Curtiss-Caproni
- Genre: Aircraft manufacturer
- Founded: 1929
- Headquarters: Baltimore, Maryland
- Number of employees: 2
- Parent: Curtiss-Wright

= Curtiss-Caproni =

Curtiss-Caproni was an Italian-American aircraft manufacturer formed in the late 1920s to produce Caproni aircraft in America as part of the Curtiss-Wright aviation conglomerate.

As early as 1917, Curtiss was contracted to build Caproni-designed aircraft. On 18 May 1918, Curtiss received an order to build 500 Caproni aircraft. The Caproni test pilots died testing prototypes, and replacements never materialized.

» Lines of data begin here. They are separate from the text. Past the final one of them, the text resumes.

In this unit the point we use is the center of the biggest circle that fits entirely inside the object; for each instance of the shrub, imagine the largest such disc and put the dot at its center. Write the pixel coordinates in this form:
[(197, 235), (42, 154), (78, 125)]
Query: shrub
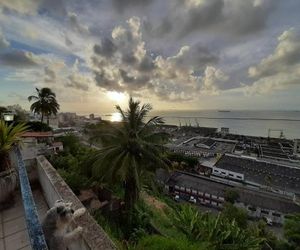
[(155, 242), (39, 126)]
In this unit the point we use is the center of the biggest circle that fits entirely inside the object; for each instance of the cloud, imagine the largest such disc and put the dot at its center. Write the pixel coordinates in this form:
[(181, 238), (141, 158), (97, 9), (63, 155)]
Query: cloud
[(3, 42), (19, 58), (280, 69), (122, 63), (76, 25), (50, 75), (121, 5), (106, 48), (32, 7), (212, 79), (23, 7), (78, 80), (233, 17)]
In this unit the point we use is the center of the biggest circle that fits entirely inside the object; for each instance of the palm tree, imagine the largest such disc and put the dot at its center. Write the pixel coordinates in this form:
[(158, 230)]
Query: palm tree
[(45, 103), (9, 136), (131, 151)]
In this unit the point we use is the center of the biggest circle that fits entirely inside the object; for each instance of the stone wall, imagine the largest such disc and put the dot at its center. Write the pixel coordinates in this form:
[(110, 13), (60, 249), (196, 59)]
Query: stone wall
[(55, 188)]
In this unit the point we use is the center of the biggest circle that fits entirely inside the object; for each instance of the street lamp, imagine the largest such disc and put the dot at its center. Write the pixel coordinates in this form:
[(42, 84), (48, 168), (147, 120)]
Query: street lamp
[(8, 117)]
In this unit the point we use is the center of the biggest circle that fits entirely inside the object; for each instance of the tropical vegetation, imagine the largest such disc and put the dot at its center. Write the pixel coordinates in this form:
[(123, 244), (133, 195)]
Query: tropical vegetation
[(45, 103), (131, 153), (10, 135)]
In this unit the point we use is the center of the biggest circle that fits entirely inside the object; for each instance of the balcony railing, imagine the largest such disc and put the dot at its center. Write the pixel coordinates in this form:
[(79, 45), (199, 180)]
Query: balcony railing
[(34, 227)]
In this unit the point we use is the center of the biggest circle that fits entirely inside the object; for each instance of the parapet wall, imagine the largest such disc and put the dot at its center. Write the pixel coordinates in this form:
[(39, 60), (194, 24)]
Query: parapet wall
[(55, 188)]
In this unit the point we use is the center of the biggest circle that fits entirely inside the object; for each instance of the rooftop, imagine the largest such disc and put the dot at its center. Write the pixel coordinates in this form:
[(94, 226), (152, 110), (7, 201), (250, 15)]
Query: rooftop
[(281, 176), (38, 134), (247, 196)]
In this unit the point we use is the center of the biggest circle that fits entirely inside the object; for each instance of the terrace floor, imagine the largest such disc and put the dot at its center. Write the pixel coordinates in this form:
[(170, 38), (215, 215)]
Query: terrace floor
[(13, 231)]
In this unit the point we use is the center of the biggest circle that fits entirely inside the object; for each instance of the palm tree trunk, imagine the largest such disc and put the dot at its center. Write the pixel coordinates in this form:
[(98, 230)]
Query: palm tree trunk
[(131, 197)]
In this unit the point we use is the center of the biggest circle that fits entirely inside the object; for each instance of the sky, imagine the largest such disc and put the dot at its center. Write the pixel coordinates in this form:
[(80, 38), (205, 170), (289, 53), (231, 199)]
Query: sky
[(174, 54)]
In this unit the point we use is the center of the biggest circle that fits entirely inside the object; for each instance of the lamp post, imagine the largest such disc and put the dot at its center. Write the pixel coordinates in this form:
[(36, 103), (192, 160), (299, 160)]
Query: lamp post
[(8, 117)]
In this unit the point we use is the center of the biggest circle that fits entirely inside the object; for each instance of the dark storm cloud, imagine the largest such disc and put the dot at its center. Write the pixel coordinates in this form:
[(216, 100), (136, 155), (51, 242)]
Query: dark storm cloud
[(232, 16), (76, 25), (104, 82), (54, 7), (198, 57), (18, 58), (134, 83), (76, 82), (146, 64), (130, 67), (106, 48), (197, 17), (121, 5), (50, 75)]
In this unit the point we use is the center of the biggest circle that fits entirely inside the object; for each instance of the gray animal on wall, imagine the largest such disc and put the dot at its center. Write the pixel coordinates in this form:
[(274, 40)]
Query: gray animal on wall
[(56, 225)]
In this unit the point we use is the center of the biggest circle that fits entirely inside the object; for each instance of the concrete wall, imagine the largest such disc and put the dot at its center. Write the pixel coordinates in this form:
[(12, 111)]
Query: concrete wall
[(55, 188)]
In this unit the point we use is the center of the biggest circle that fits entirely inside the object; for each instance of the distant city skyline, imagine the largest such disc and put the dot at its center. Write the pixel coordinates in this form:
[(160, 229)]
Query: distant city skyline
[(176, 55)]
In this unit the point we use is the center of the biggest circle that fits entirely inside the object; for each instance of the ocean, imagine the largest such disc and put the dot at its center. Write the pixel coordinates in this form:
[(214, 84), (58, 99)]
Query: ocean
[(256, 123)]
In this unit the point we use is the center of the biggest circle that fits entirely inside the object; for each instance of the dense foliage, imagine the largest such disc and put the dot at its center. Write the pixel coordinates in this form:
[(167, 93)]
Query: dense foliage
[(292, 230), (71, 164), (45, 103), (131, 153), (10, 135)]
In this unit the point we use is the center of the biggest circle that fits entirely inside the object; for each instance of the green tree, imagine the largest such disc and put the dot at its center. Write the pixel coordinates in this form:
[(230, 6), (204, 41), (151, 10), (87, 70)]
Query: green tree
[(130, 151), (45, 103), (231, 195), (231, 212), (219, 232), (292, 230), (9, 136)]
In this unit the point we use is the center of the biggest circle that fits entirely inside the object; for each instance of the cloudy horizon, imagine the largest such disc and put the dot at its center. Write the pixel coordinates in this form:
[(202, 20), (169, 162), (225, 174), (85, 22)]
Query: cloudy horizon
[(189, 54)]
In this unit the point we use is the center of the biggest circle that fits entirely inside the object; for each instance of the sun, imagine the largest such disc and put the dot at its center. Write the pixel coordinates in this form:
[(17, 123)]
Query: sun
[(116, 96), (116, 117)]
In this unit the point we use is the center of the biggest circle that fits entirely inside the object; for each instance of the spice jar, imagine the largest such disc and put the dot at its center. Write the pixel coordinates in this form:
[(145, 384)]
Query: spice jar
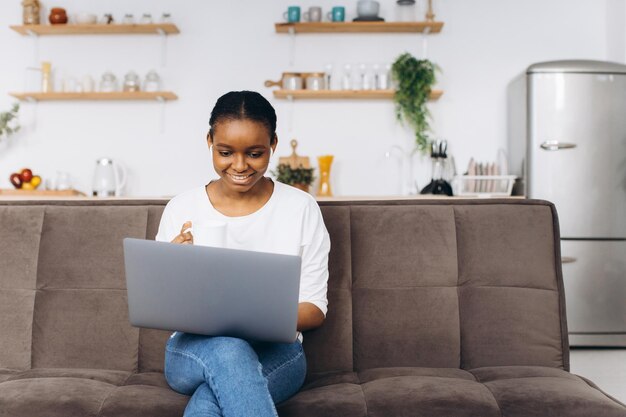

A production partnership was tried again in 1929 with the forming of the Curtiss-Caproni Company. Curtiss-Caproni built a 200,000 sqft construction factory in Dundalk, Maryland with a 20-year lease from the city of Baltimore and the hiring of George C. Westervelt as manager. Construction was completed in 1930 at the peak of the Great Depression with the intent of hiring 500 to 1000 employees. Employment was reduced to two after completion of the plant and agreements were made to delay operating expenses with the city of Baltimore until production commenced. The factory was later occupied by the General Aviation Corporation in 1931. Curtiss-Caproni was absorbed into its parent company, the new Curtiss-Wright, on 5 July 1929.